Mailing List Archive

Re: Heap Size Space and Span Queries
Developers,
Is it expected for Spans? Can IntervalsQuery help here?

On Wed, Dec 14, 2022 at 5:41 PM Sjoerd Smeets <ssmeets@gmail.com> wrote:

> Hi,
>
> I've implemented a Span Query parser and when running the below query, I'm
> seeing Heap Size Space messages on certain shards:
>
> o.a.s.s.HttpSolrCall null:java.lang.RuntimeException:
> java.lang.OutOfMemoryError: Java heap space
>
> The span query that I'm running is the following:
>
> ((spanNear([unstemmed_text:charge, unstemmed_text:account], 4, false)
> spanNear([unstemmed_text:pledge, unstemmed_text:account], 4, false))
> spanNear([unstemmed_text:pledge, unstemmed_text:deposit], 4, false))
> spanNear([unstemmed_text:charge, unstemmed_text:deposit], 4, false)
>
> The heap size at the moment is set to 48Gb. We are running 4 shards in 1
> JVM and the 4 shards combined have 24M docs evenly distributed across the
> shards. We do use the collapse feature as well.
>
> This is on Solr 8.6.0
>
> What are the considerations for running Span Queries and heap sizes?
>
> Any suggestions are welcome
>
> Sjoerd
>


--
Sincerely yours
Mikhail Khludnev
Re: Heap Size Space and Span Queries [ In reply to ]
I don't think that nested boolean disjunctions consisting of isolated
spanNear queries at the leaves should have memory issues (as opposed
to nested spanNear queries around disjunctions, which might well do).
Am I misreading the string representation of that query? A little bit
more explicit information about how the query is built, so that we can
be certain of what we're dealing with, would be helpful.

It'd certainly be worth trying IntervalsQuery -- but part of what
makes me think I must be missing something in interpreting the string
representation of the query provided: it seems that simple phrase
queries would suffice here in place of spanNear?
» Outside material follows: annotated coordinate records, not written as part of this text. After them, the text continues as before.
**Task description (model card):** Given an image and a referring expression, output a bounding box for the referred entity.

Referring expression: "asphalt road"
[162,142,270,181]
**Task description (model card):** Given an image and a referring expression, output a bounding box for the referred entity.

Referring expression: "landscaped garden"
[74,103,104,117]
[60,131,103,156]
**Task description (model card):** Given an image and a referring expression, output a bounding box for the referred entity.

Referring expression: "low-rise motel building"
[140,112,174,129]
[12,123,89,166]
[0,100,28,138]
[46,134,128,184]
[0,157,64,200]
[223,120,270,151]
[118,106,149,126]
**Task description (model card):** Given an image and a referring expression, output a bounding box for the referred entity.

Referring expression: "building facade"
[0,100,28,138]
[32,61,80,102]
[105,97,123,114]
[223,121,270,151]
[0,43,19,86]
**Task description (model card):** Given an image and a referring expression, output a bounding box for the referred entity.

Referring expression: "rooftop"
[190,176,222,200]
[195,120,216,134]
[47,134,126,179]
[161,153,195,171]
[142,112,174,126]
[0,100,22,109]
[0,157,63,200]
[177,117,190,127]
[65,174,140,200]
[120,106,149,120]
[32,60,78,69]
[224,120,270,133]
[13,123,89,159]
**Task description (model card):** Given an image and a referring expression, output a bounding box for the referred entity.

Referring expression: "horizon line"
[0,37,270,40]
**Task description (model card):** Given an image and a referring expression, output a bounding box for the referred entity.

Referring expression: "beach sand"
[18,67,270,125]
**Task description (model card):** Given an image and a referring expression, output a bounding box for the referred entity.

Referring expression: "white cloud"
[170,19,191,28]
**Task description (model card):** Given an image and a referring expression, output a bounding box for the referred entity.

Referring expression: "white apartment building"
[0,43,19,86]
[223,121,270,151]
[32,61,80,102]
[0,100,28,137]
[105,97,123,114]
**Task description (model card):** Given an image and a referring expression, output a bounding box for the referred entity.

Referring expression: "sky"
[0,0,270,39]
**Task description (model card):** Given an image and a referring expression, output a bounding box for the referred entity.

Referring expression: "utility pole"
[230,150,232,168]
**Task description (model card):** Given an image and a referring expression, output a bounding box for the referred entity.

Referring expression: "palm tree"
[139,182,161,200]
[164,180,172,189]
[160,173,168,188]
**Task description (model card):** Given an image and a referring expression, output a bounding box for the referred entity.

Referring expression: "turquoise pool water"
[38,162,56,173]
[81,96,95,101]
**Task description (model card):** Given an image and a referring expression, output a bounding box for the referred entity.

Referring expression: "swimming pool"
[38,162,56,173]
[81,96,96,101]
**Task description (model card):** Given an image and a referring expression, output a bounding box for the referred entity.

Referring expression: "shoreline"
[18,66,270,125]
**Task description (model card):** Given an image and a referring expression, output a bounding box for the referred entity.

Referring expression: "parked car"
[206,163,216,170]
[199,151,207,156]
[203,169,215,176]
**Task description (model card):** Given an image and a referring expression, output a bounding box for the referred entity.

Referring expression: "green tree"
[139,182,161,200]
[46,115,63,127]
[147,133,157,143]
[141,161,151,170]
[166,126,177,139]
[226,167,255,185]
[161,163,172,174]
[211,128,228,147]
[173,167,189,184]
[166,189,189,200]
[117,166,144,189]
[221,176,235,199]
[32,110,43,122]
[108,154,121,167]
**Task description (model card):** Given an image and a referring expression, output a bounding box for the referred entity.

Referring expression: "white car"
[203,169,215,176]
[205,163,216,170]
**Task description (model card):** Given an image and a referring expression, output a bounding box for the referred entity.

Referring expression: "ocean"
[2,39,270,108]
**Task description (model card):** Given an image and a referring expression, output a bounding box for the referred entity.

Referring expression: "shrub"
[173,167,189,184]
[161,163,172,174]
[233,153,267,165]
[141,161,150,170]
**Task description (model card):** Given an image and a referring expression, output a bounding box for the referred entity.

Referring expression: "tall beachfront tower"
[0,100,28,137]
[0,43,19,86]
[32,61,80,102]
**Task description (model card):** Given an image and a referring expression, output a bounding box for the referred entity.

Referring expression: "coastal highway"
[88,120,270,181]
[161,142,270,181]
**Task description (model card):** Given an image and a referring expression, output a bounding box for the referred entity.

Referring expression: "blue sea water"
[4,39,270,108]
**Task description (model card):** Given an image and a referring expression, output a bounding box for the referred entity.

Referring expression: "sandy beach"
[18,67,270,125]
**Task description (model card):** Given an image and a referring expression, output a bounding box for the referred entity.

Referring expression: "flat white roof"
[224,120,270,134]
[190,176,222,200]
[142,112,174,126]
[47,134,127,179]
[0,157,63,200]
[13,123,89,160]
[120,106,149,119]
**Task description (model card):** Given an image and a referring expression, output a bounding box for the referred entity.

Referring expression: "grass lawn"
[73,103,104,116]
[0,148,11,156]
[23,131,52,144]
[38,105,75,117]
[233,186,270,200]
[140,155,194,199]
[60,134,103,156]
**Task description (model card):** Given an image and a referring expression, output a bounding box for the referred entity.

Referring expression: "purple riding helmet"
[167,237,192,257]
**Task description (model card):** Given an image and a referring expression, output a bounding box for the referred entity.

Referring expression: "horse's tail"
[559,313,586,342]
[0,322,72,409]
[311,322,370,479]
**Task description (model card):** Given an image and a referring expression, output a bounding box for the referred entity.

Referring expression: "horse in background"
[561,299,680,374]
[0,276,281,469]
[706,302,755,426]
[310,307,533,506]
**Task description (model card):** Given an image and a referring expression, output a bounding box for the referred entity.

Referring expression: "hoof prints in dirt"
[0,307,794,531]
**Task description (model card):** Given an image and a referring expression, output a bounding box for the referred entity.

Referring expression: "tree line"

Regarding SpanQuery vs. IntervalsQuery performance and
characteristics, there's some possibly-relevant discussion on
LUCENE-9204:

https://issues.apache.org/jira/browse/LUCENE-9204?focusedCommentId=17352589#comment-17352589

Michael


On Wed, Dec 14, 2022 at 1:27 PM Mikhail Khludnev <mkhl@apache.org> wrote:
>
> Developers,
> Is it expected for Spans? Can IntervalsQuery help here?
>
> On Wed, Dec 14, 2022 at 5:41 PM Sjoerd Smeets <ssmeets@gmail.com> wrote:
>>
>> Hi,
>>
>> I've implemented a Span Query parser and when running the below query, I'm
>> seeing Heap Size Space messages on certain shards:
>>
>> o.a.s.s.HttpSolrCall null:java.lang.RuntimeException:
>> java.lang.OutOfMemoryError: Java heap space
>>
>> The span query that I'm running is the following:
>>
>> ((spanNear([unstemmed_text:charge, unstemmed_text:account], 4, false)
>> spanNear([unstemmed_text:pledge, unstemmed_text:account], 4, false))
>> spanNear([unstemmed_text:pledge, unstemmed_text:deposit], 4, false))
>> spanNear([unstemmed_text:charge, unstemmed_text:deposit], 4, false)
>>
>> The heap size at the moment is set to 48Gb. We are running 4 shards in 1
>> JVM and the 4 shards combined have 24M docs evenly distributed across the
>> shards. We do use the collapse feature as well.
>>
>> This is on Solr 8.6.0
>>
>> What are the considerations for running Span Queries and heap sizes?
>>
>> Any suggestions are welcome
>>
>> Sjoerd
>
>
>
> --
> Sincerely yours
> Mikhail Khludnev

---------------------------------------------------------------------
To unsubscribe, e-mail: dev-unsubscribe@lucene.apache.org
For additional commands, e-mail: dev-help@lucene.apache.org
Re: Heap Size Space and Span Queries [ In reply to ]
Michael, thanks for stepping in!

> it seems that simple phrase
queries would suffice here in place of spanNear?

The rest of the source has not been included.